This version will not fit the masses.
No, but it isn't intended to. It's intended to sell to the niche while the technology improves to make it suit the masses, which is exactly what the MacBook Air did from January 2008 to October 2010.
This version will not fit the masses.
Then what's the point of the 13" rMBP? Eventually the Air and Pro would bump into each other. My guess is the Pros will get thinner and lighter (perhaps with Skylake) and esentially become the retina Air some people are wanting.
I just don't think you can just magically skip those first few generations.
The first few generation of the MBA were necessary. In my opinion, it changed the course of the market as a whole. From that point, Intel started placing a much higher priority on lower power CPUs capable of sufficiently powering a computer in a MBA chassis. They were the first major laptops to come standard with flash storage.
Any new product that pushes the technological frontier isn't going to be extremely practical (or at least it is very rare) or cost effective. They are for early adopters. The MBA wasn't. The Apple watch won't be. But that doesn't make the first generations failures.
If that's not for you, why even talk about it? There are several other products available that are designed to suit a wide range of needs.
It's a Macbook, not a Pro edition. Most folks don't need anything close to the processor power that runs in the Pro lines anyway.
Unfortunately, they're charging Pro prices for it. If this were 899 or 999, they'd really be on to something. At this price, might as well just get an Air for portability or a Pro for the display.
Yeah. Technology has reached the point where Apple could put a 13" rMBP into a laptop the size of the 13" Air without worrying about it scorching someone's lap. This is why I'm thinking Apple will eventually take the little-big route with the Macbook lineup. Instead of 4 choices, we'll have two. A thinner 12" Macbook, and an up and coming oh-so-slightly thinner redesigned 15" MBP.

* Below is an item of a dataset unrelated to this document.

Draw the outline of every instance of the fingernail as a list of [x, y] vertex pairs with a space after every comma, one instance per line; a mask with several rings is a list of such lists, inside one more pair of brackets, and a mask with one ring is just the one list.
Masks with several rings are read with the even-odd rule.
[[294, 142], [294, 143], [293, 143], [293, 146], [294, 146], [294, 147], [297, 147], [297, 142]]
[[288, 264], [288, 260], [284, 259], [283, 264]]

It's just that for right now, at this very moment, I don't think signing up for the first step down that road is worth the asking price.
The thin thing that Apple is doing is not appealing any longer when sacrificing performance.
In my opinion, the original Macbook Air was far from a "fail", despite the fact that I would have never bought it as a first generation product.
...
The only "connectivity" MBA gained over time was TB (which I would guess the vast majority of MBA users STILL don't use), BT 4.0 (simply a function of technology and time), and USB 3.0 (which didn't happen until 2012 or 2013 IIRC).
"And ultimately thats the trade-off here: To get the cutting edge technology, youve got to deal with the incompatibilities and limitations that go with it. "
What you are suggesting is Apple screwed up in 2008 with the MacBook Air by introducing a laptop with mediocre performance, an 80 GB spinning hard drive, 2 GB of RAM, one port, and a 5 hour battery. Rather than straight-away offering a MacBook Air (with 2015 specs) in 2008 with 256 GB SSD, more ports (which consume power), and a 12 hour battery. And they probably blew it by not "cramming in" a retina IPS display which consumes even more power.
Even if Apple doesn't drift too far into "technological anorexia", I have confidence that the market will sort things out. Android has come a long way in the last couple years in terms of the smoothness of the UI, and I've been very pleased with what's been coming out of Microsoft the last year or two. If Apple starts to make sacrifices that I don't like, I will simply buy a different product.
"I'd totally sacrifice all of the power of a modern laptop, and use something with the speed of a 2011 MacBook in order to just have it a TINY bit thinner!" - said no one, ever.
To me these just seem like Apple showing off what they CAN accomplish now, and nothing more.